Ces chiffres indiquent à la fois les défis et les opportunités pour les successeurs de SHE dans les familles d'entreprises internationales, mais aussi, plus largement, pour les femmes ambitieuses du monde entier, qui veulent briser les plafonds en verre et diriger l'échelle des entreprises – ou d'une autre société politique ou civile -. . Comme pour toute quête, la narration pour faire avancer sa cause sera essentielle, dans un champ de bataille mondial continu pour les idées et l'attention. Comme mentionné dans un article précédent, l'élaboration de récits et de contre-récits dans un monde de risques et de crises sera également essentielle pour la réussite mondiale des femmes et la cause de l'autonomisation.

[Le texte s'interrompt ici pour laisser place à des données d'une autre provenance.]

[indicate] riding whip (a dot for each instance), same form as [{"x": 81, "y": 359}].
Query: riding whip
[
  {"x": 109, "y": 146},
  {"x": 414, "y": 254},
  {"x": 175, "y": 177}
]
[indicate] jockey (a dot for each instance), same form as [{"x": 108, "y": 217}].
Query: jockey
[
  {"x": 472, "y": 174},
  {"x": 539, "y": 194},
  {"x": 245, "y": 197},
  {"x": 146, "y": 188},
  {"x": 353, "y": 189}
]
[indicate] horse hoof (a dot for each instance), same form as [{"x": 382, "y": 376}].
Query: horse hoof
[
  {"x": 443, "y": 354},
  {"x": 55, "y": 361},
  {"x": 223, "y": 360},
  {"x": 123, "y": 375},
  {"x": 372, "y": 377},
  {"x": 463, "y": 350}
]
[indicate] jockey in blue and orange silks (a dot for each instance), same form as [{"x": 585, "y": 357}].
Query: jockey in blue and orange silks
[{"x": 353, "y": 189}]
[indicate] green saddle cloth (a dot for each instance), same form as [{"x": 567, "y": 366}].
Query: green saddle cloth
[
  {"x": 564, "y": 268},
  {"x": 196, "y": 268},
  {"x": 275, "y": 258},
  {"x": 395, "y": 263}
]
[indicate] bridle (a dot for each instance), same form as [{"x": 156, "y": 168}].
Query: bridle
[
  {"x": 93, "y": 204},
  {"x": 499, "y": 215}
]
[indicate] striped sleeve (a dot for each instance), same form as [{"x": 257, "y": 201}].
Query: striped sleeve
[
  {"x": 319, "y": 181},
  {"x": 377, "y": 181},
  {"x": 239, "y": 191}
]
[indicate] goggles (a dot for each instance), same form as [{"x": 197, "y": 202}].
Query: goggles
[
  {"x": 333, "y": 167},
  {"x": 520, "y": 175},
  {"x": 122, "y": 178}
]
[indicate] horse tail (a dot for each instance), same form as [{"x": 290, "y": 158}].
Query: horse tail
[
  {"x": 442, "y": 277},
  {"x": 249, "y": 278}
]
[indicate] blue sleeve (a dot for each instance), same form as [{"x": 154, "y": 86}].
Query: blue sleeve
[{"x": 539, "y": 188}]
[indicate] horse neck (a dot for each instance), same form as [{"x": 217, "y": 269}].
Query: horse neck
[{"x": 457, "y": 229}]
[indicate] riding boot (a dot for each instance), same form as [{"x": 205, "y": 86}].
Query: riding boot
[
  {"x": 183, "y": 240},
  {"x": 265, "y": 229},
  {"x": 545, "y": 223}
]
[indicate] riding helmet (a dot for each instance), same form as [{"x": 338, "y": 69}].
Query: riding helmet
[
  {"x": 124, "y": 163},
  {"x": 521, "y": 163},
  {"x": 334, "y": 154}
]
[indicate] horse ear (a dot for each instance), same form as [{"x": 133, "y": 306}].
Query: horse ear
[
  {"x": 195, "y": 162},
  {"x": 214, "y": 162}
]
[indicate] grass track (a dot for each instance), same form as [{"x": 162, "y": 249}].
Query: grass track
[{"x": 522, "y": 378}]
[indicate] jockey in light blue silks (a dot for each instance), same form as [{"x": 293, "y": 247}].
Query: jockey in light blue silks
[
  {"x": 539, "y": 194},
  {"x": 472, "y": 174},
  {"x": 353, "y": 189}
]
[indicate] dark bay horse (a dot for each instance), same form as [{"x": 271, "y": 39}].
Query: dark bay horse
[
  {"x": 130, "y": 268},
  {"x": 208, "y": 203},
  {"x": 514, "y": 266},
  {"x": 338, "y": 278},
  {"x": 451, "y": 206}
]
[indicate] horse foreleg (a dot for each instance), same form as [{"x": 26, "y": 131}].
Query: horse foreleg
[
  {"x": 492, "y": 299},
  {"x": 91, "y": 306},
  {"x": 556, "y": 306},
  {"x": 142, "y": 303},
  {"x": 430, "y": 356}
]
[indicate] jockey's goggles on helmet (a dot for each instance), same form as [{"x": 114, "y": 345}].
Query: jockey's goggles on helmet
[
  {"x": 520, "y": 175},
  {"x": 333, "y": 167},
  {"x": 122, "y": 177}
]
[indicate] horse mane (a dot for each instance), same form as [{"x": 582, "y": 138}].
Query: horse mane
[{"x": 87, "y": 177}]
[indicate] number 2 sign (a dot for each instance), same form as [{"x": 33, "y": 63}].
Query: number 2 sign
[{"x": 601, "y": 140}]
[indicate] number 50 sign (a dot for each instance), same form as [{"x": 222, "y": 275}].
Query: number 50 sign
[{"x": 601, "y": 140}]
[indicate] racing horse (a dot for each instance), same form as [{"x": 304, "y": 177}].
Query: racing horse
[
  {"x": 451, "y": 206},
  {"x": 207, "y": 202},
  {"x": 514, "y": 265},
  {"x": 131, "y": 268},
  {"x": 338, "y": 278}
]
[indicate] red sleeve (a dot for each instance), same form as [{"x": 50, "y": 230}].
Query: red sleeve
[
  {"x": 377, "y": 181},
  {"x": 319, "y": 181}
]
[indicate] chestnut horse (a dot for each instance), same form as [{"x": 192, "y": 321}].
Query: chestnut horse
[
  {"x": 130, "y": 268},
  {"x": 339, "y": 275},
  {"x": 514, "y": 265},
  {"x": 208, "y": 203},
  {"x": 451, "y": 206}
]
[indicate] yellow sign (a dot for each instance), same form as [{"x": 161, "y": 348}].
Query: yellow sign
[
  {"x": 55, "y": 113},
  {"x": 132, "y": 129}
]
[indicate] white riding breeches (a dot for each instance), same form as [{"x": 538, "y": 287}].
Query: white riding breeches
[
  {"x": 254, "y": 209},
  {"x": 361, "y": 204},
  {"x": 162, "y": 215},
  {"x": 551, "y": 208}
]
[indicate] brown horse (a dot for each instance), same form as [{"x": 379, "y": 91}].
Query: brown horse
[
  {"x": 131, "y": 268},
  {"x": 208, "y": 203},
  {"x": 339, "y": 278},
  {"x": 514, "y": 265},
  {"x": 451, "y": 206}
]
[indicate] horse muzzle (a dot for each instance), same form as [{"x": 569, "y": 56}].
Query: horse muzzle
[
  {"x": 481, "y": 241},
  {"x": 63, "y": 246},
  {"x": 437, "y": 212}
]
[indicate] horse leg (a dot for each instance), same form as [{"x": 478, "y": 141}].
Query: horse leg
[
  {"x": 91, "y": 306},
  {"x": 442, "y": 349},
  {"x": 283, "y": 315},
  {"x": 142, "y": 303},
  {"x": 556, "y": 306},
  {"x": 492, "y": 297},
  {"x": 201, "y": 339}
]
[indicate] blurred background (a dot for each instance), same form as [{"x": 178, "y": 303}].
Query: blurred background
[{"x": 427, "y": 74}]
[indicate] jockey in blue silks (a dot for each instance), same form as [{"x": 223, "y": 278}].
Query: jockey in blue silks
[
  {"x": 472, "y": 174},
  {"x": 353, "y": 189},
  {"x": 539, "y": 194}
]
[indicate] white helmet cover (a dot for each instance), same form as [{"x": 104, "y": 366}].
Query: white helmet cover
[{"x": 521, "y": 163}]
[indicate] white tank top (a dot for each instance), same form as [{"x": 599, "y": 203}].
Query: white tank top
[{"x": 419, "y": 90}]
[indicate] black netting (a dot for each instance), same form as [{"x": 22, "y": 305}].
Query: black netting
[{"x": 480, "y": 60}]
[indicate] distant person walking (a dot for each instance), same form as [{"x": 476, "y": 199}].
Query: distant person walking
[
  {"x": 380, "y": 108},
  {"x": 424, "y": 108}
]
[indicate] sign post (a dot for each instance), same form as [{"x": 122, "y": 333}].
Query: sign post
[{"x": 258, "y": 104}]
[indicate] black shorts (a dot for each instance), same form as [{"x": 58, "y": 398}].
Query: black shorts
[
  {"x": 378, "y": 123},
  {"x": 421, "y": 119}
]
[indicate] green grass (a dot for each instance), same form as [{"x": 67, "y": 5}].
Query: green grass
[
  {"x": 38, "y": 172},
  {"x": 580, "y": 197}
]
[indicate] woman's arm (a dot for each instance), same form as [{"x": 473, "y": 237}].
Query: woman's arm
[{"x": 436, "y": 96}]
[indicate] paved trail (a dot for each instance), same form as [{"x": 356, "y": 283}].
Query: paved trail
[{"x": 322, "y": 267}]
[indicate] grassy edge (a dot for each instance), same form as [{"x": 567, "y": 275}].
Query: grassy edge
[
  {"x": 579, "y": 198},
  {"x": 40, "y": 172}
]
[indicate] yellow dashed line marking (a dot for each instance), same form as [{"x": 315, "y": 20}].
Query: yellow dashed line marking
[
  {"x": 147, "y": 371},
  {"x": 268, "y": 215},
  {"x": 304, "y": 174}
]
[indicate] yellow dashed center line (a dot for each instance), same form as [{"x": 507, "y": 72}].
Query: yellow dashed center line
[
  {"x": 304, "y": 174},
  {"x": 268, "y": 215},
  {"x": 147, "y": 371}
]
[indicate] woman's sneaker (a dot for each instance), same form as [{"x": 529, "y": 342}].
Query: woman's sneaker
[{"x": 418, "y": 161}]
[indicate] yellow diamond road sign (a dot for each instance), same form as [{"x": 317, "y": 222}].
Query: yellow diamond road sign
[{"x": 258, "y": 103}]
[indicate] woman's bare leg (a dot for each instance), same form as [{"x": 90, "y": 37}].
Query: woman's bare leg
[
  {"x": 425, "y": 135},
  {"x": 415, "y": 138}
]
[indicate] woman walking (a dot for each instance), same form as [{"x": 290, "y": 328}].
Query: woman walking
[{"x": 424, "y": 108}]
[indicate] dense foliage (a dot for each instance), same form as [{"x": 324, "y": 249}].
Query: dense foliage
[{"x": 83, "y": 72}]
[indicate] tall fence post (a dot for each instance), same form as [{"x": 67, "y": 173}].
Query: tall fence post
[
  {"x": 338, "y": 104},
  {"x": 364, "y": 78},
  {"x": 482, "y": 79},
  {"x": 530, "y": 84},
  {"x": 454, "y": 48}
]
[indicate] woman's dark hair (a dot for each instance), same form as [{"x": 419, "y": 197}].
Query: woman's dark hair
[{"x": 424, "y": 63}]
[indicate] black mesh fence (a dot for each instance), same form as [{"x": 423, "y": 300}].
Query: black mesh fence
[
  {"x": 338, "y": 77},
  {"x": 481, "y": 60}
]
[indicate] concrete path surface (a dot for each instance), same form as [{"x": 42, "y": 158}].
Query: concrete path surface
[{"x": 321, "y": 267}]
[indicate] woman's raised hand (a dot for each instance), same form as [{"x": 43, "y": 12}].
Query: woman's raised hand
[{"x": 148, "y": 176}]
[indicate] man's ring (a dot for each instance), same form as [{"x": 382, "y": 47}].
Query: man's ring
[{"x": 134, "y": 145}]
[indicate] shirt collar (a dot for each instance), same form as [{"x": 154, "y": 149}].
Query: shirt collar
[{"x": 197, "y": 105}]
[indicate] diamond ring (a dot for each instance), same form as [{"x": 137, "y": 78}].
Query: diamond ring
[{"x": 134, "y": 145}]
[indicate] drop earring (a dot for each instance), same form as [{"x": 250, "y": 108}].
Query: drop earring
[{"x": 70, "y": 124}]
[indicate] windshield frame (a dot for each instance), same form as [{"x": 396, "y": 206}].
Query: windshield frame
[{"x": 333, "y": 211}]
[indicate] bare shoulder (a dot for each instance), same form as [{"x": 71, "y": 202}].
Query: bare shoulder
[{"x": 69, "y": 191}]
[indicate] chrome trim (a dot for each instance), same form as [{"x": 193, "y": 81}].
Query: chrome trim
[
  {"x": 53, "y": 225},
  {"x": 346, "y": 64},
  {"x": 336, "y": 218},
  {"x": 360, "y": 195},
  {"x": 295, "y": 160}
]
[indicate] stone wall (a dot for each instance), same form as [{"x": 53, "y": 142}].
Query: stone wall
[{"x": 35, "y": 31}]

Les chiffres – comme ceux ci-dessus – aident (avec perspective), mais ne racontent pas une histoire (et ne conçoivent pas de stratégie): c'est pour nous tous qui sommes intéressés par le sujet (en tant que père d'une belle fille, Je suis ici, souriant et agitant) pour aider à façonner et à partager un récit de réussite au pays et à l'étranger. Mesdames, bienvenue dans une campagne mondiale permanente pour garantir vos objectifs dans le cadre de plans de relance économique et sanitaire. Cela commence par l'aspiration, continue par l'inspiration, le reste est un travail dur et en équipe.